= William Reid (psychiatrist) =

American forensic psychiatrist

William H. Reid is an American forensic psychiatrist based in Texas. Reid has given expert witness testimony on several high-profile legal cases and has contributed to various academic publications.

== Early life ==
Reid graduated with a B.A. in psychology in 1966 and completed his M.D. medical degree in 1970, both at the University of Minnesota. He undertook a psychiatric residency at the University of California, Davis, between 1970 and 1975, interrupted for military service.
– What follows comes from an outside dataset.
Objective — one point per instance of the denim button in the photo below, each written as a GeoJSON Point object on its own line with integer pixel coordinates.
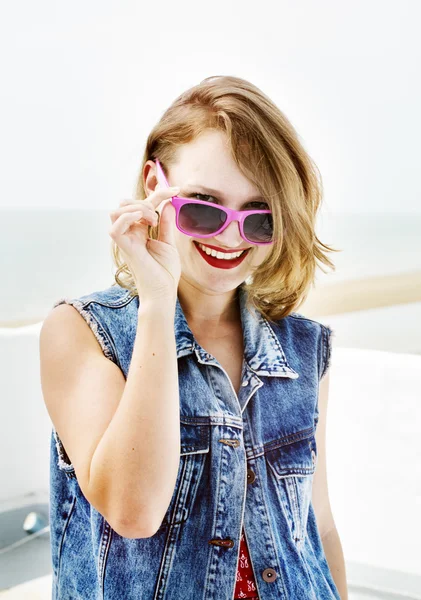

He then obtained a Master of Public Health (M.P.H) qualification from the University of California, Berkeley in 1975.

== Career ==
Reid is a professor at Texas Tech University Health Sciences Center, the Texas A&M College of Medicine, and the University of Texas Dell Medical School. He was the Medical Director of the Texas Department of Mental Health and Mental Retardation from 1989 to 1996. He has authored or co-authored over 300 publications and abstracts, and 17 books, including A Dark Night in Aurora, which described the life of, mass shooting by, and trial of James Holmes.

For the 2015 trial of James Holmes for the 2012 Aurora, Colorado shooting, Reid was retained as Judge Carlos Samour, Jr.'s independent forensic expert. He reported around 300 hours of preparation and conducted 22 hours of perpetrator interviews which were shown in their entirety to the jury. He reportedly was paid $500,000. He nearly caused a mistrial by immediately openly opining that Holmes met the legal standard of sanity. The BBC in 2017 reported that Reid had told them the shooting "was completely unrelated to the medication. For me, it was a result of mental illness" (but not sufficient illness to find him legally insane at the time).

In 2005 Reid supported psychiatrist Park Dietz over erroneous testimony that had contributed to a guilty verdict and a possible execution of Andrea Yates. Dietz had testified that Yates got the idea of drowning children and claiming postpartum psychosis from a recent episode of Law and Order, a TV show Dietz had consulted on, but later admitted such an episode didn't exist and that Yates hadn't told him she watched the show. Reid called it an 'accident' and 'off-the-cuff answer' that shouldn't affect Dietz's credibility, blaming the prosecutor for exploiting it.

In 2001 Reid reported on statistics resulting from a law in Texas that all deaths within two weeks of Electroconvulsive therapy be reported to the Department of Mental Health and Mental Retardation; the article concluded that "The mortality rate associated with ECT (less than two per 100,000 treatments) in Texas is extremely low" and opposed the reporting of deaths within two weeks. A 2010 British study reported the Reid article as concluding that suicides after ECT were unrelated to the treatment itself, but were themselves "unable to determine whether ECT suicides occurred due to relapse or to the receipt of ECT".

In 1999 Reid published an informal survey of psychiatrists who had personally, or knew of relatives who had personally, undergone electroconvulsive therapy. Reid reported in abstract that based on the psychiatrists' informal perceptions, "Almost all patients had moderate to excellent improvement" while clarifying in the full text that this was "sometimes with lasting relief". Reid alleged that later limited availability of ECT contributed to two suicides.

In 1998 Reid, along with an economist from Novartis pharmaceutical company, reported a significantly lower rate of suicides in patients prescribed clozapine. Yale professor of psychiatry Michael Sernyak and others have critiqued the statistical comparison for excluding suicides by people who had discontinued clozapine, a factor potentially linked to suicide, as well as not systematically establishing the basic demographic equivalence of the groups.